ABSOLUTO  =  INFINITO  =  DEUS



       Essas elucubrações levaram a que o Trevoense deixasse escrito em Princípios Gerais de Filosofia que o Ser Infinito é sempre afirmado no pensamento, pois não se pode pensar senão sob


     ... as unidades do ser, da substância, da causa, da relação, da grandeza, do espaço em coisas corporais, do fim das coisas e da ordem. Ora, nós pensando assim, no múltiplo e no contingente, sob essas unidades, estamos, portanto, a afirmar a razão de todas as Unidades, isto é, o ser pleno, a substância infinita, a causa suprema, o incondicional, a grandeza ilimitada e sem medida possível, a sabedoria universal e a harmonia absoluta. Assim todo o homem que pensa, é em Deus que pensa.[34]
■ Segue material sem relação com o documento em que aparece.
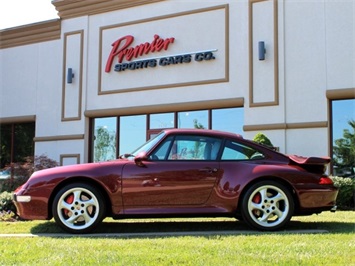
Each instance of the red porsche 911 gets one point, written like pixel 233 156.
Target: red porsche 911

       Portanto, ainda que as idéias racionais exibam-se como fundamentos de verdade, e sejam independentes, soberanas e se mostrem a priori, há que se procurar sua fonte em um Ser Supremo e Ordenador Comum. As idéias racionais (ou categorias) são unidades geradoras de todas as coisas criadas e se apresentam como elementos das coisas e dos modelos de todos os seres; é necessário, contudo, reconhecer-se o Gerador Comum. Ainda que tornem possível todo o conhecimento e dêem fundamento à toda ciência, cada uma delas recebe Luz de grau superior - a Ordem Suprema - porque no Sistema Pantiteísta, apesar de estarem impressas na razão do homem, há permanentemente correspondência com o Infinito. No Sistema de Seixas, todas as categorias fundem-se em uma idéia geral, em uma causa única, em um princípio comum, que é o Ser Pleno, Perfeito, Onipotente, Necessário, Imutável, Uno, Eterno, Onipresente, Infinito e Incriado. No Sistema Seixino a Idéia de Deus é a fonte de todas as realidades, não sendo, portanto, mera criação do espírito. Por tudo isso, o Absoluto é o que é. Nega momentos, limites, restrições, mudanças, exterioridades e interioridades. Em Deus tudo é uno, sendo trino o modo como é dado ao homem conhecê-Lo. Nesse sentido, para José Maria da Cunha Seixas, a única forma legítima de se pensar em Deus é como um SER UNO que se MANIFESTA como fonte de toda a HARMONIA. A Quadro 4 resume definitivamente o pensamento do ilustre Trevoense[35]:

 

IDÉIAS ONTOLÓGICAS
ORDEM RACIONAL MÉDIA
ORDEM RACIONAL SUPREMA
SER
O Ser por Excelência
O Ser Infinito
SUBSTÂNCIA
A Substância Infinita
CAUSA
A Causa Última
O Poder Absoluto
RELAÇÃO
O Absoluto ou Incondicional
A Perfeição Suprema
TEMPO
A Eternidade
ESPAÇO
A Imensidade
GRANDEZA
A Grandeza de Deus
A Ubiqüidade de Deus
FINALIDADE
A Sabedoria Infinita
A Lei Eterna
ORDEM
A Harmonia Suprema
Verdade, Bem, e Belo
Todas as Perfeições

Quadro 4: Correspondência Entre as Idéias Ontológicas
(Ordem Racional Média e Ordem Racional Suprema)

 

CONSIDERAÇÕES FINAIS

       Conclusivamente, aplaude-se o pensamento de José Marinho ao reconhecer o esforço meritório de José Maria da Cunha Seixas - inclusivamente se consagrando como o primeiro filósofo português - em intentar conciliar imanência e transcendência, não conferindo ao homem predicados que ultrapassassem sua condição de ser criado por Deus, não atribuindo ao Absoluto o que Ele em Sua Exclusiva, Perpétua e Suma Perfeição não necessita.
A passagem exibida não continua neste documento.